A faint smell of L'Air du Temps made Clarice open her eyes. She rolled over slowly, careful not to put too much weight on her shoulder, and checked the time. She lay back in bed and breathed in deeply to find the scent gone. Lecter's long ago, three-minute psychoanalysis of her life had not been far from the truth, and in anger, she'd thrown out her bottles of L'Air du Temps to ease her mind. She felt, after that, that she had a form of control over her life, her private things not so obvious to the trained eye, and she was grateful in a way.

She sat up in bed and yawned, thinking that she was late for something. She paused a moment and then remembered that she no longer worked as an agent, and in fact, wasn't late for anything at all. Depressed at this fact, she lay back down into bed and stared up at the ceiling. On this morning, she found herself consciously upset with Dr. Lecter, and when she felt she could almost hate him, a pang of guilt echoed through her. Angry at this fact, she rose back up out of bed and went into her kitchen. She poured herself a cup of coffee, realizing that she now needed the vice to stay awake, even in the middle of the day, and glanced out the window. The neighborhood was still, everyone off to work and their lives, and Clarice was envious for a moment. She then put those thoughts out of her mind and went to get dressed.
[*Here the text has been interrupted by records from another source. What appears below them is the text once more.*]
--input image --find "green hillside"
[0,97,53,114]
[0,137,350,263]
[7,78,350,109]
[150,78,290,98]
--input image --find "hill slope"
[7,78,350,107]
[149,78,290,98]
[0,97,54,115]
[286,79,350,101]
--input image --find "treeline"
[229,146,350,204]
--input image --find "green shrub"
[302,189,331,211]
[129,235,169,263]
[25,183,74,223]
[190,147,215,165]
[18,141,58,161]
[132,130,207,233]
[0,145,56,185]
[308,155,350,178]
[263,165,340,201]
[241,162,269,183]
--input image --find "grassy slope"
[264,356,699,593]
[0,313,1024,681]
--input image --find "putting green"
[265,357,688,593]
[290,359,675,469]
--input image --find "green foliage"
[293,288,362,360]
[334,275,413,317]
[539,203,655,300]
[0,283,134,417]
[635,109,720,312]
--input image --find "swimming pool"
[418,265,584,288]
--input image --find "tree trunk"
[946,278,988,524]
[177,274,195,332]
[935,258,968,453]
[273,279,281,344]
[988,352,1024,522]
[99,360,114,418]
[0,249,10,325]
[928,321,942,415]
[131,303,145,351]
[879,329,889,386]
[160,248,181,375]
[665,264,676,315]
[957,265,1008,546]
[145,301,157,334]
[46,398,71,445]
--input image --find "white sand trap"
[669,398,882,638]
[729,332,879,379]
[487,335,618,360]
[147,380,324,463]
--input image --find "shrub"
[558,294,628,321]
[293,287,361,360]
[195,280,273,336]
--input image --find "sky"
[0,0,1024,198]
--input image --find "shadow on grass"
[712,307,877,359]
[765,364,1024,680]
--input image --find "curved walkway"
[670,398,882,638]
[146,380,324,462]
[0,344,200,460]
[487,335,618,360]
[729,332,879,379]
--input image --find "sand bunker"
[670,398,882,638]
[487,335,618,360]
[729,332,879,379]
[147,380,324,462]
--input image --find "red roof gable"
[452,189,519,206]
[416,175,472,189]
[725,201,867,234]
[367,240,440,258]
She jogged on the sidewalk, and the distant, dapper voice of Dr. Lecter came to her once more: "I came half way round the world to watch you run, Clarice. Now let me run." As if willed by some unseen force, her feet moved faster, carrying her along, and she felt an anger that she hadn't felt in years. She jogged past the market, the drug store, through the park, and back around the block before she stopped to rest, and she unknowingly glanced behind her to be sure there were no shadows following her.